Bei der vorliegenden Einzelfallstudie (case study) geht es um die Analyse, Durchführung und Auswertung eines Inklusionsfalls an einer Berufsschule. Die Schülerin weist eine Autismus-Spektrum-Störung auf und hat bereits an vorhergehenden Schulen massive Schwierigkeiten im System der Schule erfahren. Diese Schwierigkeiten - bedingt durch ihr Störungsbild - setzten sich an der Berufsschule fort. Die soziale Interaktion (über mehrere Stunden hinweg in einem Klassenverband) war für die Schülerin nicht zu bewerkstelligen. Somit stiegen die Fehlzeiten, und es drohte ein Ausbildungsabbruch.
Hiervon wurde folgende Forschungsfrage abgeleitet: "Was kann im Lehr-Lern-Prozess konkret verändert werden, sodass die Berufsausbildung aufgrund der Erscheinungsformen der Autismus-Spektrum-Störung nicht zum Abbruch der Ausbildung, sondern zum Gelingen führt?"
Die konkrete praktische Umsetzung an der Schule wurde im Rahmen eines inklusiven Schulentwicklungsprozesses wissenschaftlich begleitet. Am Ende konnte die oben genannte Frage mithilfe eines eigenen, selbst entwickelten Ermöglichungsmodells, das die inhaltliche Essenz der vorliegenden Arbeit widerspiegelt, positiv beantwortet werden.

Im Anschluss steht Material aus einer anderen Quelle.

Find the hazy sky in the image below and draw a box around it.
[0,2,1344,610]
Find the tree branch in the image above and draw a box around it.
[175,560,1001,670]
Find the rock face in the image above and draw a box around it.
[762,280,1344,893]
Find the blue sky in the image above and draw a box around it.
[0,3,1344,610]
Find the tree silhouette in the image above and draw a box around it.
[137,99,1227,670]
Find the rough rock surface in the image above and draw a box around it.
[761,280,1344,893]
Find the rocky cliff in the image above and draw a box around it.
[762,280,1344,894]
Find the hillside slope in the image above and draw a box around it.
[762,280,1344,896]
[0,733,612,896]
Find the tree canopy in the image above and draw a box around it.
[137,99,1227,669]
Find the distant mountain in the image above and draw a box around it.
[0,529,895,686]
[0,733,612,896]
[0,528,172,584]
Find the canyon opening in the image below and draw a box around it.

Als theoretische Basis wurden hierfür theoretische Konstrukte wie das Mehrebenenmodell nach Heimlich et al. (2018) und der Prozess nach Erbring (2021) herangezogen. Qualitative Methoden wie die Grounded Theory, die Aktionsforschung und die Einzelfallstudie dienten dazu, die Daten im Einzelfall zu erheben und im Lehr-Lern-Prozess der Schülerin Änderungen vorzunehmen, um eine Entlastung der Schülerin in Bezug auf das berufliche System zu ermöglichen.

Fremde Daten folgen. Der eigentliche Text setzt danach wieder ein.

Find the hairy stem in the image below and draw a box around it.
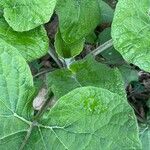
[48,49,63,68]
[91,39,113,56]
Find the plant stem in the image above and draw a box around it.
[90,39,113,56]
[34,91,53,121]
[33,69,52,78]
[48,49,63,68]
[19,122,34,150]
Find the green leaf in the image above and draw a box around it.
[97,28,111,44]
[56,0,101,43]
[112,0,150,71]
[0,16,48,61]
[0,42,140,150]
[42,87,141,150]
[0,0,56,32]
[98,0,114,23]
[0,39,33,150]
[55,31,85,58]
[0,87,141,150]
[47,57,125,98]
[140,125,150,150]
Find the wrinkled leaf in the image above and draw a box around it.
[47,57,125,98]
[97,28,124,66]
[0,16,48,61]
[39,87,140,150]
[0,39,33,150]
[112,0,150,71]
[140,125,150,150]
[0,50,140,150]
[56,0,101,43]
[0,0,56,32]
[55,31,84,58]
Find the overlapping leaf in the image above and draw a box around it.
[112,0,150,71]
[56,0,100,43]
[55,31,84,58]
[0,39,140,150]
[0,0,56,31]
[47,57,125,98]
[0,14,48,61]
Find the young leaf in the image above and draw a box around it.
[0,0,56,32]
[56,0,101,44]
[112,0,150,71]
[55,31,84,58]
[0,15,48,61]
[47,57,125,98]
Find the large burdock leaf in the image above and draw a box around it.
[56,0,101,43]
[47,56,125,98]
[0,39,33,150]
[0,14,48,61]
[0,0,56,32]
[39,87,141,150]
[112,0,150,71]
[55,31,85,58]
[0,39,141,150]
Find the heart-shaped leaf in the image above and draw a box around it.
[0,14,48,61]
[0,0,56,32]
[112,0,150,71]
[56,0,101,44]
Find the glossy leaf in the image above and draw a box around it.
[0,16,48,61]
[0,0,56,32]
[112,0,150,71]
[56,0,101,44]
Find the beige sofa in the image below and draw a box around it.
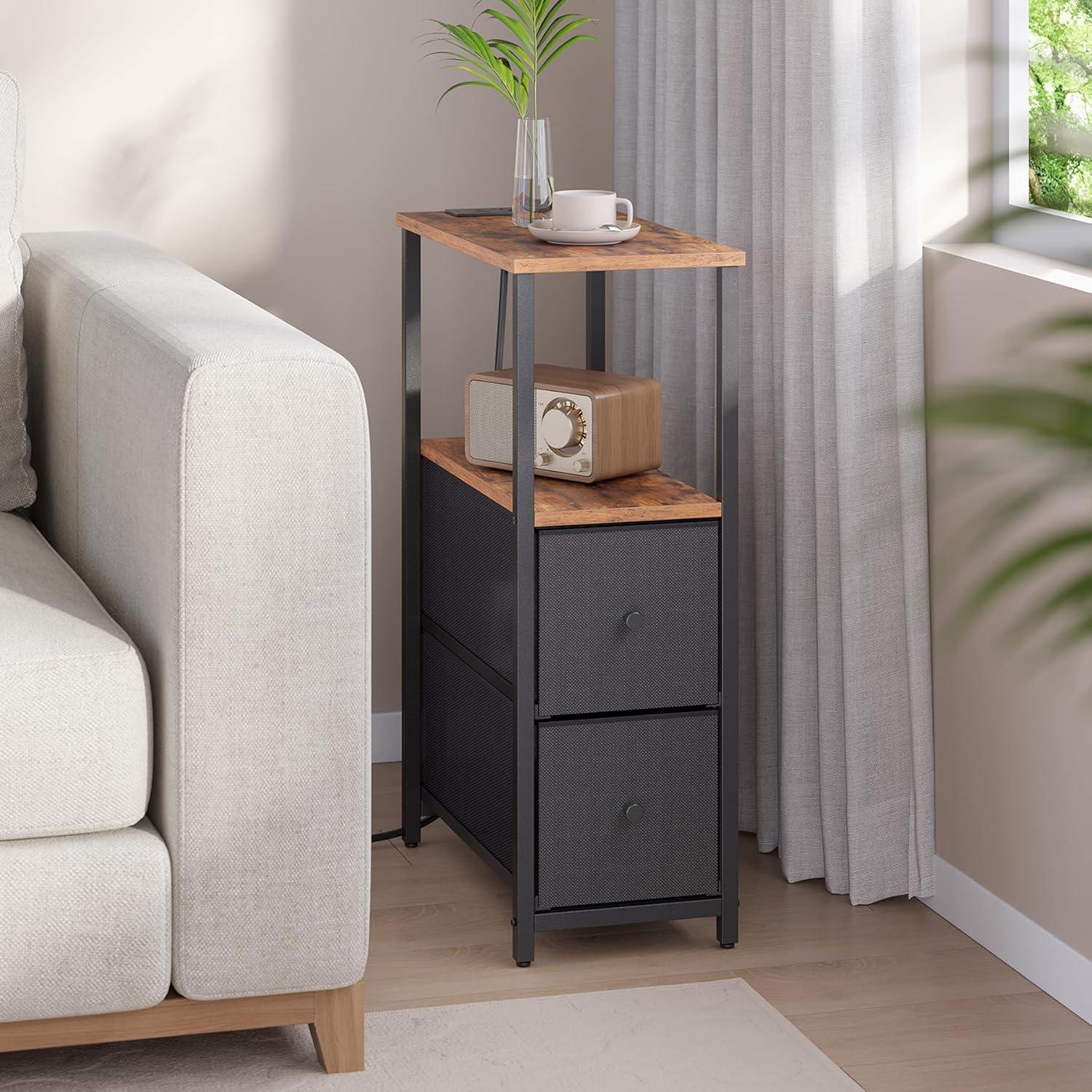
[0,74,371,1070]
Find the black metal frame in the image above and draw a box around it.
[402,237,740,967]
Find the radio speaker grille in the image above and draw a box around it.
[467,380,542,467]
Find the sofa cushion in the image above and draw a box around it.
[0,820,170,1022]
[0,72,36,513]
[0,513,151,841]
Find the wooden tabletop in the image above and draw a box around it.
[421,437,721,528]
[395,212,746,273]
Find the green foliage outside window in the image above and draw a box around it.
[1028,0,1092,218]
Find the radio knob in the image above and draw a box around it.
[543,402,585,451]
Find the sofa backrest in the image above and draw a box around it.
[0,72,36,513]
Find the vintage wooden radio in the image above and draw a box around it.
[467,365,663,482]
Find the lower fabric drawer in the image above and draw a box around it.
[537,710,720,910]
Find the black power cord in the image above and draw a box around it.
[371,816,440,842]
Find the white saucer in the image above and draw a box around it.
[528,220,641,247]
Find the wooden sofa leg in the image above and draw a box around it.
[312,982,364,1074]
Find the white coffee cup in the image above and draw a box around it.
[550,190,633,232]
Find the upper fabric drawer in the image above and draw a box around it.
[539,520,720,716]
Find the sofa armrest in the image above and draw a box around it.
[23,234,371,998]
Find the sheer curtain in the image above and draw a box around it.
[614,0,934,903]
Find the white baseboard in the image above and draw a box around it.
[922,858,1092,1024]
[371,712,402,762]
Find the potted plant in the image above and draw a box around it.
[428,0,598,227]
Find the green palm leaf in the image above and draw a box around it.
[426,0,598,119]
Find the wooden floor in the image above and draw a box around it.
[365,764,1092,1092]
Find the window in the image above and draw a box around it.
[995,0,1092,264]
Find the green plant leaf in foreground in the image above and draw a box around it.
[426,0,598,119]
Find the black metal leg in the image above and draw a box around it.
[513,273,537,967]
[493,270,508,371]
[402,232,421,847]
[716,268,740,948]
[585,272,607,371]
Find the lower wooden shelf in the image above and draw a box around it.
[421,437,721,528]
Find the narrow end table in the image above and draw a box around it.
[397,212,745,967]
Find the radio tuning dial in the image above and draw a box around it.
[542,399,587,456]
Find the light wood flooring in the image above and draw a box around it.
[365,764,1092,1092]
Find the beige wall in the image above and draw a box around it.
[0,0,614,711]
[923,0,1092,957]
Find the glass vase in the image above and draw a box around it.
[513,118,554,227]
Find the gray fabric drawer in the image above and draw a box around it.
[539,711,720,910]
[539,520,720,716]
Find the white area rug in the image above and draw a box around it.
[0,978,860,1092]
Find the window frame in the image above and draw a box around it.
[994,0,1092,266]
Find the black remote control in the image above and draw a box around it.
[443,207,513,216]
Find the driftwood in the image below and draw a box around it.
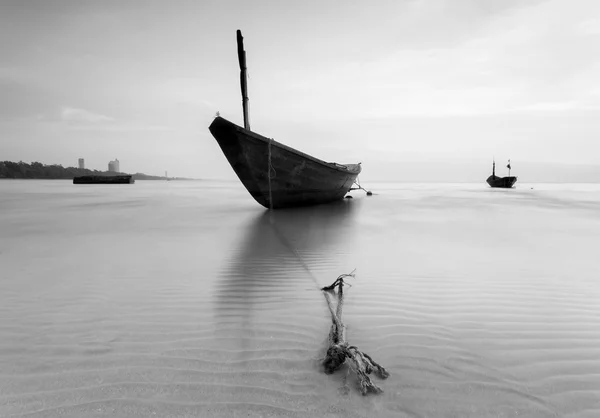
[321,273,390,395]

Das Ergebnis zeigt, dass die Ausbildung auch nach anfänglichen schwerwiegenden Problematiken doch noch erfolgreich abgeschlossen werden kann, wenn eine Haltung der Inklusion und sozialen Teilhabe mittels Einzelbegleitung und Antidiskriminierung implementiert werden: Es ist durchaus möglich, "das Ruder noch herumzureißen".
Das hier entwickelte Modell könnte auch in anderen Feldern angewendet werden, z.B. im Arbeitsmarkt in den jeweiligen Betrieben, wo es durch gewisse Abwandlungen umgesetzt werden kann. Ob eine solche Generalisierung des entwickelten Modells tatsächlich gegeben ist, müssen weitere Forschungen zeigen.